Something I've discovered since I started running marathons is that I learn something new either during the training cycle or from the race itself. Each one presents challenges I have to figure out how to overcome, and over time I've built up a mental dossier of things that work well for me. Why did I cramp at mile 19 and how can I prevent it from happening again the next race? What can I eat that won't make my stomach queasy? How often should I drink water? The list goes on and on.
This last time around while training for Chicago I was running more than ever. Most weeks Will and I were turning in 65+ miles, and a couple topped out in the low 70s. It was a slow ramp up that allowed my body to adapt to the new demands being placed on it, but still it was very taxing. Although I wasn't in any real pain, I was continuously sore and fatigued. Just part of the deal, I told myself. You're supposed to feel like this!

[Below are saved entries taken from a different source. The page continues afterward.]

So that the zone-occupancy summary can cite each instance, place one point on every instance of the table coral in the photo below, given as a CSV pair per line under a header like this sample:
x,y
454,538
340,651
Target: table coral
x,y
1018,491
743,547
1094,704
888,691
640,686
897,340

One day I happened to come across a site called RunnersConnect that I initially thought sold coaching services and training plans. After spending a few minutes poking around, however, I found a number of informative articles about training, nutrition and injury prevention. I wondered if they had anything about training recovery and eventually came across this article, What Runners Can Learn From Bodybuilders. I found it to be an extremely informative post that both explained what takes place in our bodies after a hard workout, and what could be done to promote quicker recovery.
I won't go into much depth about the article because I really think you should read it. That said, the author, Jeff Gaudette, offered two pieces of advice that basically revolve around the repairing of muscle fibers (anabolism) and delaying the break down of muscle tissue (catabolism). So, how can we do this like a bodybuilder does?
To promote anabolism Jeff advocated consuming whey protein in the form of a protein powder drink as soon as you wake up in the morning. I tried this for a few weeks and, honestly, didn't think it did a lot for me. I'm sure in the overall scheme of things it was helping my muscles, but I didn't experience any drastic changes in the way I felt. Further, I run first thing in the mornings, and putting this into my stomach didn't really agree with me. So, given these two things and the expense of the product he recommended, I came to the conclusion it wasn't worth continuing.
While the whey protein came up short, Jeff's other advice on how to conquer catabolism I found to be invaluable. He suggested consuming casein, a slow-digesting protein chock full o' amino acids, just before bedtime each night. The point of this he says is to feed your body with muscle building goodness and prolong the cannibalization process that would otherwise occur while you're sleeping and fasting. Whatever voodoo magic is taking place overnight, I can say with enthusiasm that this stuff really works! The mornings after I started doing this I woke up feeling significantly more recovered than I was before. I didn't creak near as much getting out of bed, and I was able to better execute each day's workout.
Incidentally, I feel it warrants comment that whey and casein protein should be considered only one aspect of your overall nutrition plan. If you're not eating right in the first place I suspect these supplements won't do a lot for you. So, minimize your alcohol and sweets and stock up on fruits, veggies, whole grains, etc. It'll do your body good.
So, will this work for you? If you decide to try it I'd be interested in your feedback. The product Jeff specifically recommends is Optimum Nutrition Gold Standard 100% Casein. Apparently, it's what you want because it has a high concentration of protein isolate, and that's what makes it more effective. You can mix it with milk or water, and comes in a quite a few flavors. The chocolate supreme is what I got, which was great because it also satisfied my chocoholic tendencies. Sweet!